En el mundo empresarial y político sobreviven quienes tienen un rumbo claro. Esto que es tan obvio parece eludir a los Gobernadores priistas que van ciegamente al desfiladero que con tanta habilidad les ha marcado el flautista de Hamelin, hoy residente en el Palacio Nacional.

El PRI es la cantera más importante de política y políticos en el País. Prácticamente no hay persona de poder en México que no haya surgido de sus filas.

Por décadas, fue el vehículo -por demás exitoso- para la construcción del País en la etapa postrevolucionaria y lo hizo con los instrumentos y métodos de la época: la lealtad y la corrupción. Su éxito también fue la fuente de su creciente erosión, porque todo sirve hasta que se agota.

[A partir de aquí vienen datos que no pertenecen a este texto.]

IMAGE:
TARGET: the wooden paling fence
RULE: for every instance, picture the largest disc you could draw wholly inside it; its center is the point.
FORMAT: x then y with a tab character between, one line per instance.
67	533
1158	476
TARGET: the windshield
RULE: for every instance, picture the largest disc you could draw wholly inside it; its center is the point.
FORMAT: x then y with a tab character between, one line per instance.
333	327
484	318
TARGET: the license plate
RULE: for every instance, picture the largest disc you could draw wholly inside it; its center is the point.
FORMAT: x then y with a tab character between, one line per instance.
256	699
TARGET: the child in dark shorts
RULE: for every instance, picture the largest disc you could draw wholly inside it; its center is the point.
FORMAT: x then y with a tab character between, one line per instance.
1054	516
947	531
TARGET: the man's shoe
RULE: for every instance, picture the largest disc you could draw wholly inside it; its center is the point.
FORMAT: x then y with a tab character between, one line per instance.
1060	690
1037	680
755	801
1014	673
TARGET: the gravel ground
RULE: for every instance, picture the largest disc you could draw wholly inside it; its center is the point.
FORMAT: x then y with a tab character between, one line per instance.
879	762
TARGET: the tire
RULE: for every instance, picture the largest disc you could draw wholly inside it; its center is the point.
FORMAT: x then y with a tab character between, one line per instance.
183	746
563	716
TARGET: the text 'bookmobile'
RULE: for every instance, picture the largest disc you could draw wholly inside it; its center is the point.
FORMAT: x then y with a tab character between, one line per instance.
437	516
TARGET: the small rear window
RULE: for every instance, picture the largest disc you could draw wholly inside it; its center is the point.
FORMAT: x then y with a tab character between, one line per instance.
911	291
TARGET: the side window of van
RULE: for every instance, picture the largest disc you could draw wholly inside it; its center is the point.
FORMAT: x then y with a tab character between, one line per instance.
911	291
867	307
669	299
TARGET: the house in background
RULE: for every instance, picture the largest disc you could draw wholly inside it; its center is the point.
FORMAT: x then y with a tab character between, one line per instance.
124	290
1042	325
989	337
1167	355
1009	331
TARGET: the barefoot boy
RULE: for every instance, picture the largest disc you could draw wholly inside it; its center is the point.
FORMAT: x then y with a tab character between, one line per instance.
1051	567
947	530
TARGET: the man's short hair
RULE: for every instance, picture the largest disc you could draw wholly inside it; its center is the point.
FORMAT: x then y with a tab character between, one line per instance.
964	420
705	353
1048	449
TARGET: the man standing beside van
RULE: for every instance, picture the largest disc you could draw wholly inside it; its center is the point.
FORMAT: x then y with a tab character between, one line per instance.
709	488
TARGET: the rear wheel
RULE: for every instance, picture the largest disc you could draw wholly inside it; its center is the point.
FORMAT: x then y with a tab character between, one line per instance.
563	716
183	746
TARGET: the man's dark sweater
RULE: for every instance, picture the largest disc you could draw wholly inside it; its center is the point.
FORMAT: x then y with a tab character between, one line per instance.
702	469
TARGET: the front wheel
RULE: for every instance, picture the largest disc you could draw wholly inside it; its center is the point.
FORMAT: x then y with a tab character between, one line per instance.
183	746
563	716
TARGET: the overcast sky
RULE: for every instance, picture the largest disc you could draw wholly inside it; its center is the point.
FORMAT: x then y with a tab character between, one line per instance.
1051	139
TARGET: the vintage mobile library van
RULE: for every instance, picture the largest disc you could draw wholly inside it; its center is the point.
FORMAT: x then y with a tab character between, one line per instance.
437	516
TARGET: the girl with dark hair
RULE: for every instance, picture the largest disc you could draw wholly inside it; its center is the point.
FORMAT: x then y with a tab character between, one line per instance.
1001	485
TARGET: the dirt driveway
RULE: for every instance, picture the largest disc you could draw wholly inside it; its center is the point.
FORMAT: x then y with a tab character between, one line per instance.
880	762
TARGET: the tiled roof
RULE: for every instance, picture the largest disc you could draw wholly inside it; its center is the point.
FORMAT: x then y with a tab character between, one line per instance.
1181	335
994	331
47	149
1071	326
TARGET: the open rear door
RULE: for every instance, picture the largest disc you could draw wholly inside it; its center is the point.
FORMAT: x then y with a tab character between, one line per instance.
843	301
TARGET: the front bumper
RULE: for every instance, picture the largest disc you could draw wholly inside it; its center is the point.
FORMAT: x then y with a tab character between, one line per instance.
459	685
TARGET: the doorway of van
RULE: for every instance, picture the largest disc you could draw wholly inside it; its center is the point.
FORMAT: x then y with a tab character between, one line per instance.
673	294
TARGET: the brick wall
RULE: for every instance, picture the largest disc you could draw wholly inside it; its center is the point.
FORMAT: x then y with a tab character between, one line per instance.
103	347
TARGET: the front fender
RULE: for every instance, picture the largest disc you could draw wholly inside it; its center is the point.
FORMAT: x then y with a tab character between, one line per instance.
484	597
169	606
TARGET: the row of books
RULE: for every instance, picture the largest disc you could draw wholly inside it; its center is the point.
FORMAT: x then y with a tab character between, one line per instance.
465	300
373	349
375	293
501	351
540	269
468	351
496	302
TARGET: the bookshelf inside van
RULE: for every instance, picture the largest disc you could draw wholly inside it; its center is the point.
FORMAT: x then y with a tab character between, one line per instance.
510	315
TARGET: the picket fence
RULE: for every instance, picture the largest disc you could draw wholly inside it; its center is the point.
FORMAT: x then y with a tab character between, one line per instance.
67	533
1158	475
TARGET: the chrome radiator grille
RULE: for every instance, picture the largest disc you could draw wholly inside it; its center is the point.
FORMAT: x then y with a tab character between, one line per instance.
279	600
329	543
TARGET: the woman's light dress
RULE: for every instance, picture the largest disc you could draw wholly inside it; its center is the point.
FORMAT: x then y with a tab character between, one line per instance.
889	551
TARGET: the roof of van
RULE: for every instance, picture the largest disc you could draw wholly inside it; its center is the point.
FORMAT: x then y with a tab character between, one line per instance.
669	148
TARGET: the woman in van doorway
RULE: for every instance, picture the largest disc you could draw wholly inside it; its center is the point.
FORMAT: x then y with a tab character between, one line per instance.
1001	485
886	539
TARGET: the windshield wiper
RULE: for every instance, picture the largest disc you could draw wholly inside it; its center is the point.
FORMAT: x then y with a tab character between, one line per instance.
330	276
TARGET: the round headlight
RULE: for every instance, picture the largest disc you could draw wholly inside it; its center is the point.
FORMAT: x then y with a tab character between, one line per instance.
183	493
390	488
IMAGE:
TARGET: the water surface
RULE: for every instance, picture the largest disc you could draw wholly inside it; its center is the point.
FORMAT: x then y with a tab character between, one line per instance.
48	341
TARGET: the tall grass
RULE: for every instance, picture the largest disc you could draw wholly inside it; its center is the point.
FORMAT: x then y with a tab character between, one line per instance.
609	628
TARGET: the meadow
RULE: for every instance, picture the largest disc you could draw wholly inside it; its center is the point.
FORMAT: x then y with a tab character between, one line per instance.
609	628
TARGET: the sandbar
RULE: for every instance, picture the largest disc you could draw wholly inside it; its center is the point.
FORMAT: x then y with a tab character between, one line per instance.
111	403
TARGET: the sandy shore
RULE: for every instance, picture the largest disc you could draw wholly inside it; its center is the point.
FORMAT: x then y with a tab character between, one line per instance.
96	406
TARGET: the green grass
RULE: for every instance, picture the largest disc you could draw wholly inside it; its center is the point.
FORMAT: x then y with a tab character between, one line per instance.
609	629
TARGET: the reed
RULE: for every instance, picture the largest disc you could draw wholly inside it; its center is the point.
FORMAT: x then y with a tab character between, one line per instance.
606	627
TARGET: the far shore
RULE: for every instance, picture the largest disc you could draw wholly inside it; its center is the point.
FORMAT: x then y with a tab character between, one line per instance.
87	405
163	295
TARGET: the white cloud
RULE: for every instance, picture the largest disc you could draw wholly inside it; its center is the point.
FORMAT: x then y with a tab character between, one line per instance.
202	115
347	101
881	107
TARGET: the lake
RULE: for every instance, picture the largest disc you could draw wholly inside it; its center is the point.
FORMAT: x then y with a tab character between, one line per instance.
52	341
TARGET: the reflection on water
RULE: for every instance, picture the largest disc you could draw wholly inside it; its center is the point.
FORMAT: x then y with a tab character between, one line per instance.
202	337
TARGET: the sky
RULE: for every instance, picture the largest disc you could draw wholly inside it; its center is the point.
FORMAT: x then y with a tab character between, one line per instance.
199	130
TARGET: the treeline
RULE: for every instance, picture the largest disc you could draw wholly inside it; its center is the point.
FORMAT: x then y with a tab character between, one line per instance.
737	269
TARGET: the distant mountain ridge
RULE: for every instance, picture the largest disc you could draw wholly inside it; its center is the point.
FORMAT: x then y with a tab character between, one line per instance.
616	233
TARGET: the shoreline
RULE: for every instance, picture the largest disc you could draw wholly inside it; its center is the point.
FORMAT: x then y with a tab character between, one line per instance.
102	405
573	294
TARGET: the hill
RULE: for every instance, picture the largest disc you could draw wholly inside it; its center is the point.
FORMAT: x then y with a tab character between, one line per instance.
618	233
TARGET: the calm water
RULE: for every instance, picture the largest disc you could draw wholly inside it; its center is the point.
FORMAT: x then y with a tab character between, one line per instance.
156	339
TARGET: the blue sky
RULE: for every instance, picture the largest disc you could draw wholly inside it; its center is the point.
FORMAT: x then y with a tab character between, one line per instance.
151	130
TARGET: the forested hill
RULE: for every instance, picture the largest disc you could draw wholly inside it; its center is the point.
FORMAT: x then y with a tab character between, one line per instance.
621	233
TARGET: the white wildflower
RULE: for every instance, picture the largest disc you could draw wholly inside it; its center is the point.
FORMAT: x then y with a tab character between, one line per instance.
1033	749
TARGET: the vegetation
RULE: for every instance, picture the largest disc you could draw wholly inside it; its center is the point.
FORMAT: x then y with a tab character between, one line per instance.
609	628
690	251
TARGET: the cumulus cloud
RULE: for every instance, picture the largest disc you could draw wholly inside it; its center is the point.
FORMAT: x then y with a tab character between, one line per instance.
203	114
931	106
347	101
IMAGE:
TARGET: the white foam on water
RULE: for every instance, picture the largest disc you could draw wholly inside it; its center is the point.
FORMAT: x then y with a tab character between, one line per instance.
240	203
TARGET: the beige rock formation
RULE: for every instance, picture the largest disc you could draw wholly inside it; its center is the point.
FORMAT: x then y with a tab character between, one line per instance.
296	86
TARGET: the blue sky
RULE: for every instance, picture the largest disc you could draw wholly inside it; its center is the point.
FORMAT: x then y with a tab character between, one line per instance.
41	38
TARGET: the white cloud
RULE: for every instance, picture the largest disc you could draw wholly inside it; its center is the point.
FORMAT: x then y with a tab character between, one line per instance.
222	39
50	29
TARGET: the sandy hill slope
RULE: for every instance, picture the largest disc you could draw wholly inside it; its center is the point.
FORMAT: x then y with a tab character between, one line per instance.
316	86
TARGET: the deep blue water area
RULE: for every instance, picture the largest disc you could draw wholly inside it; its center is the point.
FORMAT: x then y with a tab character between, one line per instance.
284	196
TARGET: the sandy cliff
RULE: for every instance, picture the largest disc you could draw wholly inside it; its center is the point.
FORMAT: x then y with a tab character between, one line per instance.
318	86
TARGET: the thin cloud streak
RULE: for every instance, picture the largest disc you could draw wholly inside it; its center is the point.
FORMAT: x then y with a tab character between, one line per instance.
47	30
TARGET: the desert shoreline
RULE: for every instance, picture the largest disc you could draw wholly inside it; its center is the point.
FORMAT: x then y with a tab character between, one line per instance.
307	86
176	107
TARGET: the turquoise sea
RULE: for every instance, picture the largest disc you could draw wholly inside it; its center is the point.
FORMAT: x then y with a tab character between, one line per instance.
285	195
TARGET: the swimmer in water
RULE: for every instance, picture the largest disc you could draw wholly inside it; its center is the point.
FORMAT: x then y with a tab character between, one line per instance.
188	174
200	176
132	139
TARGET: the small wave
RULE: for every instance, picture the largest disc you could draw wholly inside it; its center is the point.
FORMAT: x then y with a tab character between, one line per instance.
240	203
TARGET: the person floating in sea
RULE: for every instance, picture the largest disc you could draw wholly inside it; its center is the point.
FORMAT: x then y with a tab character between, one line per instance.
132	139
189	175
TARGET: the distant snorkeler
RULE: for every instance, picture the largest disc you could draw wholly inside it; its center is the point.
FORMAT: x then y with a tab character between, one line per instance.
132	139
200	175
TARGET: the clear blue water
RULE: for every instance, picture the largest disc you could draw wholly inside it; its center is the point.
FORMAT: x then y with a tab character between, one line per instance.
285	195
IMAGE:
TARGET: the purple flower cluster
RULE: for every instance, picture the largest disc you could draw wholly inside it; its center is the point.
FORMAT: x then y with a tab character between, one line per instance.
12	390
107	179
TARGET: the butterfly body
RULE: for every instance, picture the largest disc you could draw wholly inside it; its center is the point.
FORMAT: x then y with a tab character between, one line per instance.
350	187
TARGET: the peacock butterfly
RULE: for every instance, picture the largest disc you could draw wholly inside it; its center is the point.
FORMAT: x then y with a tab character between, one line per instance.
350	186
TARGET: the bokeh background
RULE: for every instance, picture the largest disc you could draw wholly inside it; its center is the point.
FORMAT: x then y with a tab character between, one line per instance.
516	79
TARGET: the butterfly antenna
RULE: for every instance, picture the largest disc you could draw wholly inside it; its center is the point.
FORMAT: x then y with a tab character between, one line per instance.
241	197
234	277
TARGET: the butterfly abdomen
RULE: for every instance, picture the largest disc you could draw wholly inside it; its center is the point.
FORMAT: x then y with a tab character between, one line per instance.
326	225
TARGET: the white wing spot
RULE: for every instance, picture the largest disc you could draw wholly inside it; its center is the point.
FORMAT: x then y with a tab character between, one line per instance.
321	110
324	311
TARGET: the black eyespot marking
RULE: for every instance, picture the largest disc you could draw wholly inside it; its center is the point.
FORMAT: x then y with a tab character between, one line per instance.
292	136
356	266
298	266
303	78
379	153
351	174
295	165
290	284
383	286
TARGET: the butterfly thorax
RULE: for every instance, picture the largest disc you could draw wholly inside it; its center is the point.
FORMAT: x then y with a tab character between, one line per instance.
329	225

En el 2000 la ciudadanía optó por otro partido y el PRI se encontró, por primera vez en su historia, en la orfandad. En los siguientes 12 años los priistas jugaron un papel fundamental como oposición responsable y, de hecho, hicieron posible la preservación de la estabilidad del País; sin embargo, no emplearon ese tiempo para transformarse.

En el 2012 regresaron al poder con la bandera del "nuevo" PRI, que de nuevo sólo tenía la flagrancia de la corrupción y la arrogancia del poder, incompatible con la era de las redes sociales. En lugar de responder a las demandas del siglo 21, su "transformación" fue hacia atrás, hacia sus orígenes. El juicio de la ciudadanía en el 2018 lo dice todo.

Ahora los priistas tienen dos opciones muy simples y claras: intentar reconstruirse o sucumbir ante el canto de las sirenas lopezobradoristas.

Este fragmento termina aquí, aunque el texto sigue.